Putin Takes On Extremist Thoughtcrimes, But Activists Argue It’s Not Far Enough

October 4, 2018

President Vladimir Putin has personally intervened in one of the most contentious areas of Russian legal life with amendments designed to soften the country’s extremism laws.  The Russian Criminal Codex is riddled with laws designed to prosecute ‘extremist’ activity, under the guise of ‘incitement of hatred or enmity, as well as abasement of human dignity’ and other ill-defined criteria.  These laws have been heavily criticised both inside the regime and amongst the democratic opposition due to their frequent use in prosecuting opposing political views.

In recent years there has been a frightening rise in cases of opposition activists, and even incautious social media users, who have received harsh sentences for sharing content online that is deemed to have ‘offended the religious feelings of believers’ or some other poorly-defined ‘social group’.  In the instance of 27-year-old Maxim Shulgin, a court ruled that he had “offended the feelings of policemen as a social group” for saving a few selected songs on his personal social media profile.

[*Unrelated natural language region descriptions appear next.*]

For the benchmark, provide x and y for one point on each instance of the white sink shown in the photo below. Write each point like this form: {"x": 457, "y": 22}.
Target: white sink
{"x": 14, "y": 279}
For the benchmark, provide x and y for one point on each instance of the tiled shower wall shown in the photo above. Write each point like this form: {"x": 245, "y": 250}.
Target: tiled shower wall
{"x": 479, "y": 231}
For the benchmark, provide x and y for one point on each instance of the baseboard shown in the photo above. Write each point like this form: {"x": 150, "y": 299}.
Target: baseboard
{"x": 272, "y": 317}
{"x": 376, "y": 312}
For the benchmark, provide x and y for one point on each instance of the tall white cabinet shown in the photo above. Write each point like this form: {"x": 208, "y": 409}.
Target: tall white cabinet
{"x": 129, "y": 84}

Due to pressure from the Russian Orthodox Church, Russia’s de facto state church, selective implementation of these laws has led to the now complete exclusion of Jehovah’s Witnesses from public life in Russia, after an initial ban on their religious literature led to police raids, fines and eventually jail time for involvement in the organisation.

For years now there has been a legal culture of selective interpretation of these already ambiguous laws.  As is often the case with the Russian judicial system, the outcome of a case is often decided on the basis of the relationship between who is interpreting the law, and the person against whom the law is being applied.  This situation is exacerbated by the existence of so-called ‘expert’ councils, often sociologists and linguists, who are brought in to interpret ‘extremist’ material on behalf of the courts.

Many opponents of Russia’s oppressive anti-extremism laws have criticised Vladimir Putin’s ‘personal’ amendments as an attempt to gain support amongst reformers.  Alexander Verkhovsky, head of the Sova Centre and member of Russia’s Human Rights Council, told Interfax that “It is, of course, good that such a law has been passed, but it’s still very little.  In the sphere of anti-extremism legislation there’s a lot that should have been changed…”

Alexey Prianishnikov, one of the managers of Open Russia’s Human Rights team, referred to the new law as “very good news for all of those who have been suspected, blamed and convicted through the current Criminal Code, since the new law will have a retroactive effect and their cases and sentences should be terminated once the new law enters into force.”

However, Prianishnikov went on to criticise the new amendments, warning that “this does not mean that society should relax, as the new amendments do not affect article 280 (public calls for extremist activity), nor article 148.1 (insulting the religious feelings of believers) which can easily be re-qualified under article 282.”

Although it is easy to see why Vladimir Putin would want to be seen spearheading liberal reforms in the legal sphere, it is hard to believe that the regime would willingly dissolve one of its most effective tools for criminalising undesirable opinions. We will have to wait and see, what effect these amendments have on the lives of opposition activists who face prosecution for publicly expressing their opinion.